Para melhor compreensão do leitor, o programa “Em Directo”, da TVS criado pela jornalista São de Deus Lima, após o seu regresso a terra natal, pode ser comparado ao programa de “Entrevista” do canal português RTP que tem como apresentadora a jornalista Judite de Sousa.
O Téla Nón faz tal comparação para que o leitor compreenda a importância do programa em causa no esclarecimento da opinião pública nacional, sobre os mais diversos aspectos do país, mas também pela competência profissional da jornalista são-tomense que não fica atrás da colega portuguesa.
Por isso mesmo desde Junho passado que o “Em Directo”, tornou-se no programa de maior audiência da Televisão São-tomense. Era transmitido semanalmente as quartas – feiras com reposição no sábado. Aliás, a jornalista São de Deus Lima, que estudou jornalismo em Portugal, trabalhou como jornalista no país e ainda na primeira República exerceu cargos de direcção tanto na Rádio Nacional, como na TVS, e na Imprensa Escrita, tendo fundado em 1993 o Jornal “O País Hoje”.

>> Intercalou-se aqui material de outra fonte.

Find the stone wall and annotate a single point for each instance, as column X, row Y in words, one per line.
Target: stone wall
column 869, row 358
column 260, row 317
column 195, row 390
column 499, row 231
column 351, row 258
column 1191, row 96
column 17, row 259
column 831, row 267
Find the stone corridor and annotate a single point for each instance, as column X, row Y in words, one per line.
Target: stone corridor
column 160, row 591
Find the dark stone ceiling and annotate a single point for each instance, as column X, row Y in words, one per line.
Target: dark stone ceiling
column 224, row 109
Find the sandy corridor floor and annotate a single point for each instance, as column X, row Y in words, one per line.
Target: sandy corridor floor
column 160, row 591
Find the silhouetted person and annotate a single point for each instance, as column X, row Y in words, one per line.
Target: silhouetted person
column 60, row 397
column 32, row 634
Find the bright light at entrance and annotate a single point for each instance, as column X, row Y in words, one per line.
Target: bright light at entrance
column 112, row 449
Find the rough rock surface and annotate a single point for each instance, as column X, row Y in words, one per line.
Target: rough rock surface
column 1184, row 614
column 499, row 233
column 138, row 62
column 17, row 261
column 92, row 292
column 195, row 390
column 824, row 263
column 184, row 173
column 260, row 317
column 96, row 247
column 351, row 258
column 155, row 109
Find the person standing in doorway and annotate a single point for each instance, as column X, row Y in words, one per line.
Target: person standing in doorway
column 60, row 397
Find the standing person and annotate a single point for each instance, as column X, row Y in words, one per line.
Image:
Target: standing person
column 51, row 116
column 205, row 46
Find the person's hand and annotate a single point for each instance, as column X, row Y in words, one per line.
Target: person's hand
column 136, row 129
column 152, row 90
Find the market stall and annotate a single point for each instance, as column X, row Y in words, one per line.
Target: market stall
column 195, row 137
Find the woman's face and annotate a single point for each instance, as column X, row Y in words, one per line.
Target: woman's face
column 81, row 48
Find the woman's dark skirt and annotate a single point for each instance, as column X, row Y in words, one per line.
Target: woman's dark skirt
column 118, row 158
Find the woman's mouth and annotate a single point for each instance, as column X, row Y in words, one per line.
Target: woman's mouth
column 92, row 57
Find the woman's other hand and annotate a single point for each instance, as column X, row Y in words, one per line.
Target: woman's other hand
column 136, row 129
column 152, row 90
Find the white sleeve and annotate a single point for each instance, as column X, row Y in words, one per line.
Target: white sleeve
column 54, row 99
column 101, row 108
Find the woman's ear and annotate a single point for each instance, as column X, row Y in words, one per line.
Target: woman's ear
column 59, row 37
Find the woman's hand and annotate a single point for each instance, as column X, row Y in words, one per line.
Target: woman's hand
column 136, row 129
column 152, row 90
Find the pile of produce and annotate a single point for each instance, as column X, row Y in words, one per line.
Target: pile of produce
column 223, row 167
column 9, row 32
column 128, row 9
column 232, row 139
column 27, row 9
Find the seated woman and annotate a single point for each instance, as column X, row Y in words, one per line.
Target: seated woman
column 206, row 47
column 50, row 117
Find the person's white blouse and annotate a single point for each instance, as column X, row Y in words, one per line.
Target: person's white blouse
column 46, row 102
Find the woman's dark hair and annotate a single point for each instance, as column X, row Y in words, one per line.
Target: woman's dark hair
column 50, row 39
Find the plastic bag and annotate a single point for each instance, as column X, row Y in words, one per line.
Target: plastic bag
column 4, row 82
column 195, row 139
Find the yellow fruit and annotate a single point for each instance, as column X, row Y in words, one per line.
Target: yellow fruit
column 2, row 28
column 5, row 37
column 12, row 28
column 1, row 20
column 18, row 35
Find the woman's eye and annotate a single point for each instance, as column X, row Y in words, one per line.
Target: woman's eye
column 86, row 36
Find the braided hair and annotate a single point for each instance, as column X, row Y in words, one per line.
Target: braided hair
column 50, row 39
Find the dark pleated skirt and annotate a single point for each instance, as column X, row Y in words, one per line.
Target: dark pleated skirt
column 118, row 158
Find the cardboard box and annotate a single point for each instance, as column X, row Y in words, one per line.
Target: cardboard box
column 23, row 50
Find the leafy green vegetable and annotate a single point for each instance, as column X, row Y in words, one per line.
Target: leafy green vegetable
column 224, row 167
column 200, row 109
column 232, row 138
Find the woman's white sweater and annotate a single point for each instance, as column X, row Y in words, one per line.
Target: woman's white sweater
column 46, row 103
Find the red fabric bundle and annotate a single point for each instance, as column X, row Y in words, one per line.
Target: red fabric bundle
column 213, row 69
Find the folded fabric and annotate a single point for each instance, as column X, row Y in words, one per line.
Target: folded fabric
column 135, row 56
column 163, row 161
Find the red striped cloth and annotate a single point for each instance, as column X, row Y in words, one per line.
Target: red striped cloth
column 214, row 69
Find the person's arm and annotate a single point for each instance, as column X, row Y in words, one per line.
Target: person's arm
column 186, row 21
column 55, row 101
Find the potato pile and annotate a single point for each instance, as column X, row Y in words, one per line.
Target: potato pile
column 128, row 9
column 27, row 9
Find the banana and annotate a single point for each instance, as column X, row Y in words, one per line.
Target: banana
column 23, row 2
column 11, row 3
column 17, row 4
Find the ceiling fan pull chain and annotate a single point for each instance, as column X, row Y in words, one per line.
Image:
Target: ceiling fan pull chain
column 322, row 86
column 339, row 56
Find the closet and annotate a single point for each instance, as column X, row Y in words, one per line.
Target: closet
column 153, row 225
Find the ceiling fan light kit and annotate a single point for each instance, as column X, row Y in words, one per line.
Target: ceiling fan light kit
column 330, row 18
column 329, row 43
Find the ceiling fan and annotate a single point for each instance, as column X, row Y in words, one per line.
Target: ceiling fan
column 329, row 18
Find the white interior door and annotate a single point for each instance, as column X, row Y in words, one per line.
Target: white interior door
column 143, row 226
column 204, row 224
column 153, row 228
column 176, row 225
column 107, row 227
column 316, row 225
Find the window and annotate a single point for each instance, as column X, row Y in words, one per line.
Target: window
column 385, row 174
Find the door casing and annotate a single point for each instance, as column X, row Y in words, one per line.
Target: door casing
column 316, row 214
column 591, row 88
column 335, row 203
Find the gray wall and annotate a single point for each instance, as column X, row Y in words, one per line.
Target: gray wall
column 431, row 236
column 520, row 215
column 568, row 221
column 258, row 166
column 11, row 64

Considerada como estrela da comunicação social são-tomense, através do programa “Em Directo”, São Lima, ressuscitou o debate do contraditório na TVS, que tinha falecido desde a década de 90 quando deixou o país para trabalhar como Jornalista na BBC de Londres. Antes de partir para Londres, era produtora e apresentadora do Programa Televisivo “Clonvessa”, que marcou o debate político, económico e social de São Tomé e Príncipe na década de 90.
Também Licenciada em Estudos Afro-portugueses e Brasileiros pelo king´s College de Londres e mestre em estudos Africanos com espacialização em Governos e Políticas em África, pela School of Oriental and African Studies de Londres, São Lima é também escritora em crescimento tendo já publicado 3 obras literárias que sustentam a cultura são-tomense.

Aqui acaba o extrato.